Peygamber Efendimizin öğütlediği
dördüncü görev, davete icabet etmektir. Bir Müslümanın, şartlar ve imkânlar
ölçüsünde davet edildiği yere icabet edip kardeşinin gönlünü kazanması
Peygamber ahlakındandır.
Sevgili Peygamberimizin
öğütlediği beşinci görev ise, aksırdığında kardeşimize dua etmektir. Nitekim
Allah Resûlü (s.a.s), aksıran bir mümin ile ona şahit olan diğer müminin
karşılıklı olarak birbirleri hakkında sıhhat ve hidayet temennilerinde bulunmalarını
şöyle öğütlemiştir: “Biriniz aksırdığı zaman اَلْحَمْدُ لِلَّهِ desin. Mümin kardeşi da ona يَرْحَمُكَ اللَّهُ ‘Allah sana merhamet etsin’ diyerek
karşılık versin. Aksıran, bu defaيَهْدِيكُمُ اللَّهُ وَيُصْلِحُ بَالَكُمْ
‘Allah sizlere hidayet eylesin ve hâlinizi, işinizi de iyileştirsin’
desin.”[4]
Değerli Müminler!
Elbette kardeşlik hukukumuz bu
beş görevle sınırlı değildir. Ailemize, komşumuza, akrabamıza iyilikte
bulunmak, yetimlere kol kanat germek, ihtiyaç sahiplerini gözetmek gibi
sorumluluklarımız da bulunmaktadır.
O halde geliniz, birbirimizden
sevgimizi, şefkatimizi ve merhametimizi esirgemeyelim. Kardeşlerimizin
sevinçlerini paylaşalım, hüzünlerine ortak olalım. Son nefesimize kadar
kardeşlik ahlakına ve hukukuna riayet etmeye gayret gösterelim.
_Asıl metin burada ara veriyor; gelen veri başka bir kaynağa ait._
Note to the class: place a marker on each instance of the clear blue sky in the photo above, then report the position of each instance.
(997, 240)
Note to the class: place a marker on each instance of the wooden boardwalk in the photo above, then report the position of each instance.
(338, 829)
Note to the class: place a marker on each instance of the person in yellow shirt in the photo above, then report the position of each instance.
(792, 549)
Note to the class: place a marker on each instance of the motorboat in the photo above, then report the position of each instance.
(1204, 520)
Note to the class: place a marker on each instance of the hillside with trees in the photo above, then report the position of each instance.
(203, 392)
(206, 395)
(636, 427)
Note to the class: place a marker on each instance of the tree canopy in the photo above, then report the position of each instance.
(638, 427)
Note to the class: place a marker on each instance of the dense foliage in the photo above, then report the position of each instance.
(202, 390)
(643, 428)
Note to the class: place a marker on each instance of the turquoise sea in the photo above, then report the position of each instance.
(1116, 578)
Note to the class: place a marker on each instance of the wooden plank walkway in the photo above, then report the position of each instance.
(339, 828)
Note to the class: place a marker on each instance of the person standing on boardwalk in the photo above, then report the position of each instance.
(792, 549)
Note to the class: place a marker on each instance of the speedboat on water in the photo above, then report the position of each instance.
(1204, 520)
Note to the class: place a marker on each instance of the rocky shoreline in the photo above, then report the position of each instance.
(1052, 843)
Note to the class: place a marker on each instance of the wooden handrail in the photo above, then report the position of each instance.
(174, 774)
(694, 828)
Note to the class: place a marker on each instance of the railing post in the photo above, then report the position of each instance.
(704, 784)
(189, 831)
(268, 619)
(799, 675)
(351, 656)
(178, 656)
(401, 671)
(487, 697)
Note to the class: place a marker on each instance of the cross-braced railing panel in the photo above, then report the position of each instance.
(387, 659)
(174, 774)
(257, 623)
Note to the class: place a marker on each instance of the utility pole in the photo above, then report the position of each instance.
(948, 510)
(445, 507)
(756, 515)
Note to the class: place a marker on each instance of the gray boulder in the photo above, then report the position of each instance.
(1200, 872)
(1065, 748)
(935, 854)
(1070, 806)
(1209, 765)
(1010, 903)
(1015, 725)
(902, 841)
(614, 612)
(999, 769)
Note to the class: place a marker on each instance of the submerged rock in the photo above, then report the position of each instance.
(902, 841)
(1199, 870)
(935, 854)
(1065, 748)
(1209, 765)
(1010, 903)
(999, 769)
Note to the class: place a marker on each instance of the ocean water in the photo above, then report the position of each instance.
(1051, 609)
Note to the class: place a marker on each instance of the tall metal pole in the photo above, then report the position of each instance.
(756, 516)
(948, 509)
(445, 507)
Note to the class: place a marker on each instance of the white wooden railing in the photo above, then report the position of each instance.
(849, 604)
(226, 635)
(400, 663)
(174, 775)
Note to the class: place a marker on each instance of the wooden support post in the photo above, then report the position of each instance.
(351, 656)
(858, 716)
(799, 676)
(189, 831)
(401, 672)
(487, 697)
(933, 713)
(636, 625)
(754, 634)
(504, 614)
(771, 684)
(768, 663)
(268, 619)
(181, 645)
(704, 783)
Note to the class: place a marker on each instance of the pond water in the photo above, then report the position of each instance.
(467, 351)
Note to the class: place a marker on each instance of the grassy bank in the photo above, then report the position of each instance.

Hutbemi Rabbimizin Kur’an-ı Kerim’de bize öğrettiği şu dua ile bitiriyorum:
“Rabbimiz, bizi ve
bizden önceki iman etmiş kardeşlerimizi bağışla. Kalplerimizde iman edenlere
karşı hiçbir kin tutturma. Şüphesiz sen çok şefkatlisin, çok merhametlisin.”[5]